6 Ocak 2010 Çarşamba

Repulsion: Çatlaklar Derinleşirken


Roman Polanski'nin 1965 yapımı filmi Repulsion'ı aklımızdan çıkmayacak bir film haline getiren pek çok öge bulunuyor. Bu ögelerin başta gelenini yukarıdaki fotoğrafta bulabilirsiniz. Harika oyunculuğyla Carole karakterine hayat veren Catherine Deneuve'den bahsediyorum tabii ki, yalnız en az oyunculuğu kadar öne çıkan bir detay da gözleri. Filmin jeneriğinde, oyuncuların isimlerini dahi Catherine Deneuve'ün gözbebeğinden akıtmayı seçecek kadar takıntılı bir yönetmenle karşı karşıyayız. Film boyunca aklını yavaş yavaş yitiren Carole karakterinin, halen masum olduğu yanılsamasına düşmemizi sağlayan da film boyunca Deneuve'ün gözlerine yapılan yakın çekimler ve bu sayede dünyayı onun gözlerinden algılamamız.


Filmin merkezinde tırnaklarını yiyen bir manikürist(!) olan Carole ve onun sessiz dünyası var. Güzel ve çevresi tarafından arzulanan bir kadın olan Carole, buna karşın sosyalleşme ciddi sorunları yaşıyor. Bunun temelinde muhtemelen geçmişinde yaşadığı bir tecavüz vakası var. Film bunu bize açıkça belirtmiyor; ancak Carole'ün kabuslarında sürekli kendine uzanan eller ve ona tecavüz etmeye çalışan bir adam görmesini bunun kanıtları olarak görebiliriz. Bütün bunlar bakire olmasından dolayı cinsellikten korkması olarak da yorumlanabilir. Bu konuda kendisine, penceresinden görünen rahibeler de pek yardımcı olamıyor, ama sürekli dikkat çeken zil sesi, sanki Carole'ün din üstüne bazı korkuları olduğunu da ima etmekte.

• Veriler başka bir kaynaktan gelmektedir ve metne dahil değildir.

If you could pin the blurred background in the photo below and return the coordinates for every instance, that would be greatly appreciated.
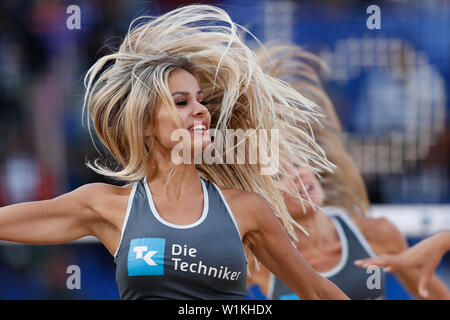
(389, 87)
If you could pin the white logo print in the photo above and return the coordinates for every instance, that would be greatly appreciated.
(148, 256)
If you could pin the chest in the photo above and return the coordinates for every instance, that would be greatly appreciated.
(324, 258)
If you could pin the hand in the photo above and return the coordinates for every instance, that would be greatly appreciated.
(424, 256)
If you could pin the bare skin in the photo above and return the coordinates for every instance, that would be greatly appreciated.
(98, 209)
(323, 249)
(423, 257)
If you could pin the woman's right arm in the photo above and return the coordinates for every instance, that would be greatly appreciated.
(59, 220)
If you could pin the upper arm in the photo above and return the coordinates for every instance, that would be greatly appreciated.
(386, 238)
(58, 220)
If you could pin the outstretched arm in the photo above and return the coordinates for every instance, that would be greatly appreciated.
(271, 245)
(59, 220)
(424, 256)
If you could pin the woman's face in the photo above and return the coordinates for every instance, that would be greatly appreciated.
(311, 186)
(191, 110)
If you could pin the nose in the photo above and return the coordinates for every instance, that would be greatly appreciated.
(199, 110)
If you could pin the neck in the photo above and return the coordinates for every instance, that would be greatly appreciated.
(170, 180)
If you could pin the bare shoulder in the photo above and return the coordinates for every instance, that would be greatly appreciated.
(382, 234)
(245, 200)
(104, 199)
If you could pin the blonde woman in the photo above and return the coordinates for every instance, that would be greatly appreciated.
(335, 208)
(182, 230)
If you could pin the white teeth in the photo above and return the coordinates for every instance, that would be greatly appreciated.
(198, 127)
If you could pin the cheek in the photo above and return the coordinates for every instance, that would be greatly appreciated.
(165, 126)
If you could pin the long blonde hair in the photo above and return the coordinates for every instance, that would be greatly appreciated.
(120, 99)
(344, 187)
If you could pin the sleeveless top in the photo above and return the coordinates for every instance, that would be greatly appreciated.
(357, 283)
(156, 259)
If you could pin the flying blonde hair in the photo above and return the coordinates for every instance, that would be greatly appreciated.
(344, 187)
(123, 88)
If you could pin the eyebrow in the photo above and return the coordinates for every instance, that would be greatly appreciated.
(185, 93)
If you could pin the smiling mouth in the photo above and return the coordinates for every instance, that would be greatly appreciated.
(199, 129)
(308, 187)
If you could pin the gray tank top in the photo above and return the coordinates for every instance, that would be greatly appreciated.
(156, 259)
(357, 283)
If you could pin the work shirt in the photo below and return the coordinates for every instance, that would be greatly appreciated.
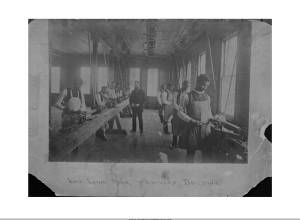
(111, 93)
(159, 97)
(166, 97)
(137, 97)
(68, 93)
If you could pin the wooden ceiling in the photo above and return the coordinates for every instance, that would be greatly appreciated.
(133, 37)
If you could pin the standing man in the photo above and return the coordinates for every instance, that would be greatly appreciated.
(72, 102)
(101, 99)
(112, 97)
(167, 103)
(137, 100)
(180, 101)
(199, 110)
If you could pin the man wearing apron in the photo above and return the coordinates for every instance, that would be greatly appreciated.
(167, 104)
(101, 99)
(72, 102)
(198, 108)
(179, 104)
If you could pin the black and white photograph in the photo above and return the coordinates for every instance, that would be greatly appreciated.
(150, 90)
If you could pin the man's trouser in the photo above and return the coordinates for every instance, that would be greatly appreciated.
(137, 112)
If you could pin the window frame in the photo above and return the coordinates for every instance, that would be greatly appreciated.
(157, 82)
(229, 117)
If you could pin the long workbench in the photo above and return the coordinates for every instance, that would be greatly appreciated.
(63, 144)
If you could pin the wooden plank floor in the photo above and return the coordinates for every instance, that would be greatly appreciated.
(152, 146)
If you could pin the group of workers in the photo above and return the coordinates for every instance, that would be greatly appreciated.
(72, 102)
(189, 111)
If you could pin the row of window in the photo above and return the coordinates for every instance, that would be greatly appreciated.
(102, 79)
(227, 77)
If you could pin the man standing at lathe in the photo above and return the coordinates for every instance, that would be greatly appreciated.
(137, 100)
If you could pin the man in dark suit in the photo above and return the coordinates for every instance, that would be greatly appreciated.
(137, 100)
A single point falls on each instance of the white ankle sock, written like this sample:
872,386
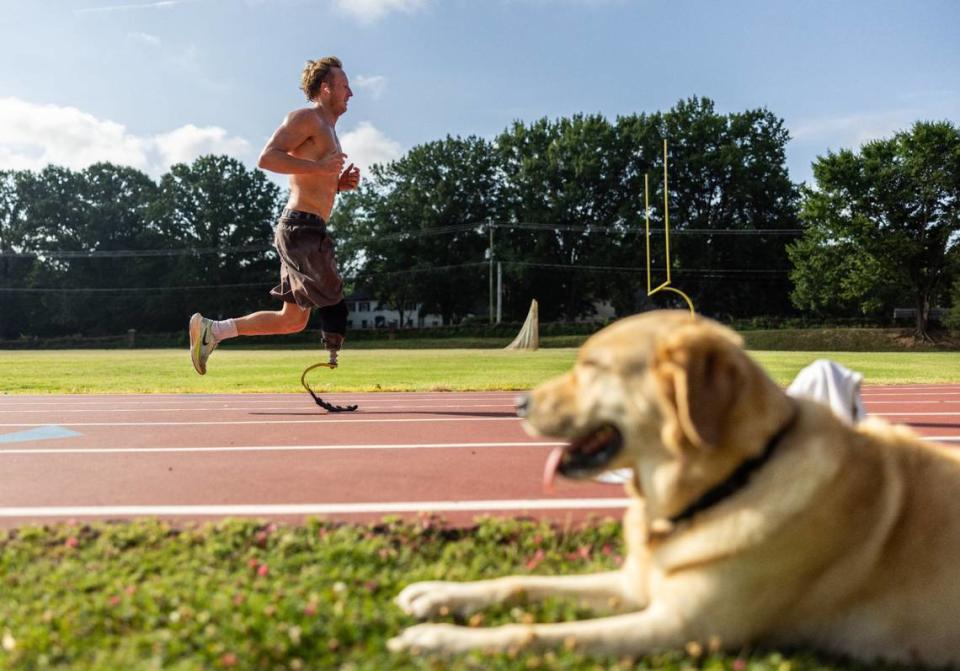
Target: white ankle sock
224,329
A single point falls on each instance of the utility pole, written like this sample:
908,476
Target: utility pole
499,291
490,252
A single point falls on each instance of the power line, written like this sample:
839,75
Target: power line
387,237
697,272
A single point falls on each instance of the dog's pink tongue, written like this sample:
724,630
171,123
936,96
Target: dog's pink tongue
550,468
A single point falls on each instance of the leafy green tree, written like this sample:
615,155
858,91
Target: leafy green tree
212,204
561,175
882,224
728,181
414,231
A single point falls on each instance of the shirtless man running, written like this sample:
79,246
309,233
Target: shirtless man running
305,146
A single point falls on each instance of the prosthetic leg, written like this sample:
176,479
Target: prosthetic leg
335,317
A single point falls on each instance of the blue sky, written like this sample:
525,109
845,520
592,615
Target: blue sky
150,82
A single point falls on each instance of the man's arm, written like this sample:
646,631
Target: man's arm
293,132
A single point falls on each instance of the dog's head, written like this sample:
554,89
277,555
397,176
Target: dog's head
672,396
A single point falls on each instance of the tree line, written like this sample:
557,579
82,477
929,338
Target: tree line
558,204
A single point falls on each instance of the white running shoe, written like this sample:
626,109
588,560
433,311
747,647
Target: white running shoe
202,342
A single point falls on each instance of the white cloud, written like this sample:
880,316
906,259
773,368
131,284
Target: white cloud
33,136
121,8
370,11
187,142
854,129
145,38
375,85
367,145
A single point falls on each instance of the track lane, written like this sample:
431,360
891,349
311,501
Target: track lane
278,456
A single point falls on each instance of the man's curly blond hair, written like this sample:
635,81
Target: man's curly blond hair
315,73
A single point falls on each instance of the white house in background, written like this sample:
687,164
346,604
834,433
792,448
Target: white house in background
368,313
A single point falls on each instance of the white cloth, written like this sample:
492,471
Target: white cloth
823,380
830,383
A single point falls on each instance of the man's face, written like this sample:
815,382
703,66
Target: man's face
337,91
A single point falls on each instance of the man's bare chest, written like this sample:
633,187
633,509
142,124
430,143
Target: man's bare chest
322,142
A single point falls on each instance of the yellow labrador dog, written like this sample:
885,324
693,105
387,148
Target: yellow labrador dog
757,518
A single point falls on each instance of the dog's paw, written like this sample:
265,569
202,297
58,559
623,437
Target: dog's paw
449,638
423,637
429,599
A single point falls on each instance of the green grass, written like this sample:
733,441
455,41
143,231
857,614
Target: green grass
243,595
233,369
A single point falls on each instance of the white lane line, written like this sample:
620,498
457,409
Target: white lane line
312,448
915,414
393,420
261,408
141,399
924,392
315,508
911,402
268,448
282,421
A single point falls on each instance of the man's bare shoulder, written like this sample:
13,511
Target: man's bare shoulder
305,116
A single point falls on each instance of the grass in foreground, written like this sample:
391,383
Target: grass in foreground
232,369
244,595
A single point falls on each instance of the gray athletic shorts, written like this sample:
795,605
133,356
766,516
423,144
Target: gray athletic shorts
308,269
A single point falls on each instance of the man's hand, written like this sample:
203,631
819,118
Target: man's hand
349,179
332,165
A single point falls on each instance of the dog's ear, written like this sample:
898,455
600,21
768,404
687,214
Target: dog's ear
699,373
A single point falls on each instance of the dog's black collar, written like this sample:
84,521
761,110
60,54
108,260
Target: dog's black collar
738,479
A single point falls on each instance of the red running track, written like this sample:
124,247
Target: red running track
277,456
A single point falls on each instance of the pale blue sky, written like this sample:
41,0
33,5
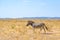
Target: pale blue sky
29,8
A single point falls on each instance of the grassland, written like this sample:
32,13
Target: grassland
17,30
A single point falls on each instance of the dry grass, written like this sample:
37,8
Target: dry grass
17,30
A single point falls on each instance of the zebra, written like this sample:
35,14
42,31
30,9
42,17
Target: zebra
39,25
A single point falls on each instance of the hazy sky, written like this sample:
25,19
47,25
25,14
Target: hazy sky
29,8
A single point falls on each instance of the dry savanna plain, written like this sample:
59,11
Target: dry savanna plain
16,29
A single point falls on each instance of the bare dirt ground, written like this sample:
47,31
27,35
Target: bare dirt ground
17,30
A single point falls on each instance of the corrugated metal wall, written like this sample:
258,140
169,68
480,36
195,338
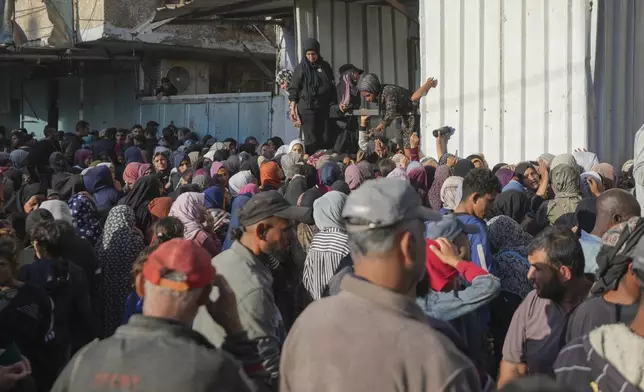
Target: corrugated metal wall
520,77
220,115
512,75
375,38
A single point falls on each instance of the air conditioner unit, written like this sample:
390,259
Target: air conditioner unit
189,77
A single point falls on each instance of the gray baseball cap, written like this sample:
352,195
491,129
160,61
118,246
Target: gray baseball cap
384,202
449,227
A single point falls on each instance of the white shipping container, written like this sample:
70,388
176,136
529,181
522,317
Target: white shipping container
521,77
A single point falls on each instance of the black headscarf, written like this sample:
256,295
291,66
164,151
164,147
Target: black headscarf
145,189
586,214
312,78
341,186
616,254
295,188
514,204
462,167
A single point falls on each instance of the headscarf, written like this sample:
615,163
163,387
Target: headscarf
607,172
565,185
189,209
586,214
18,158
238,181
58,163
514,204
80,156
329,173
513,186
270,175
398,173
584,189
311,79
203,180
370,83
233,164
504,175
293,143
366,169
563,159
133,154
117,249
547,158
178,158
413,166
586,159
327,210
289,162
214,197
511,243
194,157
160,207
214,169
443,172
463,167
451,192
341,186
145,190
85,218
353,177
250,189
398,159
59,209
418,179
618,245
132,172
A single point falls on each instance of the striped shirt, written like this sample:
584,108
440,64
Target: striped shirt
327,250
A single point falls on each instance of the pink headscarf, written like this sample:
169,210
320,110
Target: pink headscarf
214,168
249,188
189,208
131,173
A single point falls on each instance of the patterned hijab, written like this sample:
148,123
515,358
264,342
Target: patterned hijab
85,218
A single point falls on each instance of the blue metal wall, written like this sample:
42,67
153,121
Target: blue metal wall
220,115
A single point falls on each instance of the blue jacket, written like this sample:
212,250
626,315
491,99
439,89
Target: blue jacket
479,243
238,203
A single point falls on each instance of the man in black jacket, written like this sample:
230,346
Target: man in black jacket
75,142
311,94
158,350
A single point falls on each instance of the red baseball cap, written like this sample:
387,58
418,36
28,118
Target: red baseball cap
179,265
440,274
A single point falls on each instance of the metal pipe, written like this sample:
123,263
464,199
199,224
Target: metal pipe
57,57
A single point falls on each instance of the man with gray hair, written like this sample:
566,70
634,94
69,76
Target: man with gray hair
372,336
159,351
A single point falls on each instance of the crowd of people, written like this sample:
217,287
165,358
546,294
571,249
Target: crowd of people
139,259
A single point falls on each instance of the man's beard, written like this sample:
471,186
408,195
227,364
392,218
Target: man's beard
553,290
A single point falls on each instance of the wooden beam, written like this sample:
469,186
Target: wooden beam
403,10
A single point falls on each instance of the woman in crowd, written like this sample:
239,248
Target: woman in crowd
143,192
117,249
190,209
311,93
329,245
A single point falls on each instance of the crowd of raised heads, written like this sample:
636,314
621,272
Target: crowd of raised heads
154,260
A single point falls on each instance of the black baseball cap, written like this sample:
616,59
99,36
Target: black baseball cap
268,204
348,67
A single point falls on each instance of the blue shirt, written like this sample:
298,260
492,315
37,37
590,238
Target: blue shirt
590,244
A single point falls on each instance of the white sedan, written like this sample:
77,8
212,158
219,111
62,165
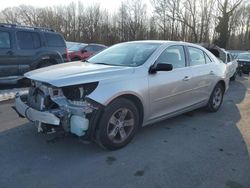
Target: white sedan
124,87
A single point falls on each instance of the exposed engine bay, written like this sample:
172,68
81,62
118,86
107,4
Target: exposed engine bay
68,103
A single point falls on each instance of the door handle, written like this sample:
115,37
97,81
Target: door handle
186,78
10,52
211,72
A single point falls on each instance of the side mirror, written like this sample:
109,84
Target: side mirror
160,67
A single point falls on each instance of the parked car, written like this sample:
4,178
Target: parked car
24,48
81,51
226,57
126,86
244,62
235,53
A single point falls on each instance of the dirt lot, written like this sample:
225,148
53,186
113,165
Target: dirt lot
193,150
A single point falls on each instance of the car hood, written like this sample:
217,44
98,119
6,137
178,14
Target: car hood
74,73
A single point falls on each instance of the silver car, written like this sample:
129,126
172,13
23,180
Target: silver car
127,86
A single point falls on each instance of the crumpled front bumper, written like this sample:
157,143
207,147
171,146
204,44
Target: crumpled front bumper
34,115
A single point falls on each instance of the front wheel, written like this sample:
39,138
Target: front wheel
216,98
118,124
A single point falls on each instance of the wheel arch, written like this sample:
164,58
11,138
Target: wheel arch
138,103
223,83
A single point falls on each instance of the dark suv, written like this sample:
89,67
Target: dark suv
82,51
24,48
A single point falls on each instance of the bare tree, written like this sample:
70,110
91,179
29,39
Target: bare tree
227,9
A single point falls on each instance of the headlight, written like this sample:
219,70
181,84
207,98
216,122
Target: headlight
55,92
79,92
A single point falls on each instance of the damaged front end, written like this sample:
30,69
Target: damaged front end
51,108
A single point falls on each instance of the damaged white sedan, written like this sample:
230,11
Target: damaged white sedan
127,86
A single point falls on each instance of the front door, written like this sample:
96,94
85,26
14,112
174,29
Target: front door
170,91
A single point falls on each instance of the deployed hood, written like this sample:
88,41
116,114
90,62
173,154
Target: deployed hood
74,73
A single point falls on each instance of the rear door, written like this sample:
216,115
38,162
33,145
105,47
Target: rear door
203,71
170,91
8,61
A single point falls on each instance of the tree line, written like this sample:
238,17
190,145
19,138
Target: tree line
223,22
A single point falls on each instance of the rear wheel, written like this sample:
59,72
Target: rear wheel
216,98
245,72
118,124
233,77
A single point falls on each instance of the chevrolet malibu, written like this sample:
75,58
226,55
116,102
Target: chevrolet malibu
125,87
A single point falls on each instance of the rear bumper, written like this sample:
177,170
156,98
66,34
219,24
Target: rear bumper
32,114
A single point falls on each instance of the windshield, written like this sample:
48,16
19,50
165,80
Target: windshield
75,47
125,54
244,56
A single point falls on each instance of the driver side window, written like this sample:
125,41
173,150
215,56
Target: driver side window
173,55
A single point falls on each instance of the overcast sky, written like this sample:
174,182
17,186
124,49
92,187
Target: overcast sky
111,5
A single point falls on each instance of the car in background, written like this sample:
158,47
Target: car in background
82,51
24,48
225,57
125,87
235,53
244,62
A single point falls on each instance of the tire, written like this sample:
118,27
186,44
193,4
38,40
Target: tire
233,77
112,132
216,98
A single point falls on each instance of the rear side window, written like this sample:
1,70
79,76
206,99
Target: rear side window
173,55
54,40
228,58
208,60
196,56
4,40
28,40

Korkularının üstüne aynı evde yaşadığı ablasının evli bir adamla olan ilişkisi de eklenince Carole delilik sınırına yanaşıyor. Zaten pasif bir yapısı olan Carole, belki de dünyada bağlandığı tek insan olan ablasını da cinsellik nedeniyle bir adama kaptırdığını düşünmeye başlıyor, adamın eşyalarına dahi tahammülü yok. (Zaten bu eşyalardan biri olan usturanın, Sudaki Bıçak filmindeki gibi bir iktidar metaforu olduğuna inanıyorum). Ablasıyla evli adamın beraber İtalya tatiline çıkmalarından sonra yalnız kalan Carole kontrolünü iyice kaybediyor. Çalıştığı yerde hayaller alemine daldıktan ve bu nedenle bir kadının parmağını kestikten sonra manikürcü ile evi arasındaki gidiş gelişleri de son bulan Carole, bütün zamanını evde geçirirmeye başlıyor. Bu evde bekleyiş sırasında dışarıda kalan et ve patatesler gibi kendi aklı da çürümeye başlıyor. Duvarlarda oluşan çatlaklar gittikçe derinleşirken, Carole de insanlar ile ilişki kurmaktan iyice korkar hale geliyor ve filmin başından beri kendisine ilgi duyan Colin'i ve kirayı almaya gelen ev sahibini öldürüyor. (Burada Colin'in Carole'e karşı temiz duygular beslediğini; ancak ev sahibinin aynı masumlukta olmadığını belirtelim). Öldürme vakaları da onun korkularını gittikçe artırıyor, öyle ki artık bütün duvarlar kendisine saldıran ellerden oluşmaktadır.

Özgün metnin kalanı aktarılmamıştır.